> Critiques > Labellisés



Ces derniers mois, le collectif et label Entre-Soi a su attirer notre attention placide à coups de EP vivaces (Concordski, Vestes, Alexis Lumière) et d’albums ébouriffants (MacThenardier, Pasta Grows On Trees, Médaille), mettant en avant des artistes à la folle singularité, sur laquelle, pour certains (notamment Indus et Gaspard Ricard), il conviendra, si le temps – maître tenace à la laisse si peu souple – nous le permet, de faire un travelling arrière.

Chant en retrait, à l’instar de l’excellent Rémi Parson, Paul Emploi attaque bille en tête le versant pop lo-fi synthétique de la chanson made in France, avec un « K2R » électro cheap porté par une ligne mélodique répétitive durant laquelle il égrène les cauchemars tenaces auxquels par ailleurs il dit au-revoir. Ils reviendront, sans nulle doute attirés par la mélancolie poisseuse qui se dégage de l’ensemble. Le bonhomme enregistre dans sa tanière des titres DIY qu’Entre-Soi a finement compilé, pour nous présenter un portrait de l’artiste en jeune chien moderne. Le ton est désabusé, mais comment ne pas l’être lorsque rien dans l’époque ne s’avère nourrissant ?
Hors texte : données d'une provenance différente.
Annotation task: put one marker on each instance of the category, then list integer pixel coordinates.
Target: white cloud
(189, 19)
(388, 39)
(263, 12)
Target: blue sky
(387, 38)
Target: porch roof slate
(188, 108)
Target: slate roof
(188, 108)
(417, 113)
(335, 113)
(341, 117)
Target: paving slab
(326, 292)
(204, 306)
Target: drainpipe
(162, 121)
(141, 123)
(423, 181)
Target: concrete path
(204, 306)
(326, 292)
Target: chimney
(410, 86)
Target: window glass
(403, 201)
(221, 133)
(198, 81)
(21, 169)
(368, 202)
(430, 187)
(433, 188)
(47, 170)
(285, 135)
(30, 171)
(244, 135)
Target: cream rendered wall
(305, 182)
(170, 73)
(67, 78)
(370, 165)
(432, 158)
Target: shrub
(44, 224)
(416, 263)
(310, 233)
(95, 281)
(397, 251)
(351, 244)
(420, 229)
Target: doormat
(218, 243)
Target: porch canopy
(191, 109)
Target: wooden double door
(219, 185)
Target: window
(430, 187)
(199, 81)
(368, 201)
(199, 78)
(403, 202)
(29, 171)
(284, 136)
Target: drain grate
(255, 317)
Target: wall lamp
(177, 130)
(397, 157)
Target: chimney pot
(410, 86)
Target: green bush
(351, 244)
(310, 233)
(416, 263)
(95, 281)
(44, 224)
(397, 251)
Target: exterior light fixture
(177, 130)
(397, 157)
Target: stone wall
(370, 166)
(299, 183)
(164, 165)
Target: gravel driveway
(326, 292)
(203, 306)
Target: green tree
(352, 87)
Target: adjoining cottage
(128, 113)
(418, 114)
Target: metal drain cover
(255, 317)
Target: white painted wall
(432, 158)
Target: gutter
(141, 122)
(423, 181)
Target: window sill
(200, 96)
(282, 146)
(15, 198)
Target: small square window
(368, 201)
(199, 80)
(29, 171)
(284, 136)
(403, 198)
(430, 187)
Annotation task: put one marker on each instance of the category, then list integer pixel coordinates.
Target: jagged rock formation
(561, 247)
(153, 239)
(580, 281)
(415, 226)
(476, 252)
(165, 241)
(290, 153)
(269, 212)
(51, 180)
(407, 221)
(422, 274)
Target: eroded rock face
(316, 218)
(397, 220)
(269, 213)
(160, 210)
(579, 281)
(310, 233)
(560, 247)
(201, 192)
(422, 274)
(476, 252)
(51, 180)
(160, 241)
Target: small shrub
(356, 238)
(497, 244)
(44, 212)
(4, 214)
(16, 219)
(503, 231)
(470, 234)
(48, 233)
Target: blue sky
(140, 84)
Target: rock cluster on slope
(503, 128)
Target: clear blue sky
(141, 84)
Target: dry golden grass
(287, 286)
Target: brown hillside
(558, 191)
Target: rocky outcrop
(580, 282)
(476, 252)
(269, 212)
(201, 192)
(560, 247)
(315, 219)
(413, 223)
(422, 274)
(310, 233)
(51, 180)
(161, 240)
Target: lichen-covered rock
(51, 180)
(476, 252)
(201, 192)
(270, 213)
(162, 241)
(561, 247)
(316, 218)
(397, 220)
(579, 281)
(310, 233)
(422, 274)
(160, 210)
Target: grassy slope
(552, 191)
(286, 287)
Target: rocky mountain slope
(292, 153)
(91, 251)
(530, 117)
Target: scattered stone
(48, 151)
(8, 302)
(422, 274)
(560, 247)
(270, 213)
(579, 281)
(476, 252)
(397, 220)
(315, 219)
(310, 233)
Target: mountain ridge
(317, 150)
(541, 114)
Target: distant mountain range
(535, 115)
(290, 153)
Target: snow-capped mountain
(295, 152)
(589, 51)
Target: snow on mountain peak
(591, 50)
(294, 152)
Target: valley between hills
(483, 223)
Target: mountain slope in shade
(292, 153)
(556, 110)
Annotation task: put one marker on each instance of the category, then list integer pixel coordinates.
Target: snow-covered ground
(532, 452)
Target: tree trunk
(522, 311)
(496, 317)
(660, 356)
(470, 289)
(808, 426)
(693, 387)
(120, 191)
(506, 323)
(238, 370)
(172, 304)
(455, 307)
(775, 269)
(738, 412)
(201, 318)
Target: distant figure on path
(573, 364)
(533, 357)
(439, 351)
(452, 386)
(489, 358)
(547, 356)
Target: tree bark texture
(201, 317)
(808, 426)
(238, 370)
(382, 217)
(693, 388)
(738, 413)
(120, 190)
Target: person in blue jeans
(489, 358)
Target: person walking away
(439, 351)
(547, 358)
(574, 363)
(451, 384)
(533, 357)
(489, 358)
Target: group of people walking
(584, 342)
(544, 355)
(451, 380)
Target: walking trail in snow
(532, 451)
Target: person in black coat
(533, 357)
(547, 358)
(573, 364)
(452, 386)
Rythmiques arrachées de leur biome EDM et claviers trafiqués servent de socle à des comptines déviantes, au langage résolument défaitiste et néanmoins sagace. La répétition des mots et des phrases, comme sur « Les plantes poussent chez moi » et « Tu fais cliper mon cœur », forme en sous-main un mantra pop, ascendance new wave étouffée, jamais étouffante. Paul Emploi a mis un couvercle sur ses émotions, tout sera énoncé avec quiétude et détachement. Pourtant, il y a dans la dynamique des compositions un allant indéniable, entre impressionnisme (ces contours à peine esquissés) et pointillisme (la précision des contrepoints rythmiques).

Même quand Paul Emploi hausse le ton, comme sur « La ville crade », il le fait avec une sorte de flegme transcendantal. On l’imagine très bien enregistrer chez lui, sur du matériel bas-de-gamme, un peu j’en foutre, détaché des injonctions technologiques – il y a parfois un goût de The Bloody Beetroots, le sens de la dissonance urgente, du synthé qui se barre en couilles, du clavier qui gueule, du papal sans fidèles.

Il y a bien eu un EP en 2019, au titre infiniment porteur (« Chômage Technique ») mais la compilation de démos « Maison », en seize titres disparates et néanmoins d’une homogénéité crasse, marque l’entrée de notre homme si discret dans le game : si vous tentez une recherche à partir de son nom d’artiste sur Google, bam, vous voilà aux portes de Pôle Emploi : discrétion absolue, on supposera que notre homme n’aime pas la lumière parce qu’il a déjà un boulot et que sa musique un peu barrée le desservirait dans une carrière qu’on lui souhaite longue et hautement rémunérée.




 autres albums


aucune chronique du même artiste.

 interviews


aucune interview pour cet artiste.

 spéciales


aucune spéciale pour cet artiste.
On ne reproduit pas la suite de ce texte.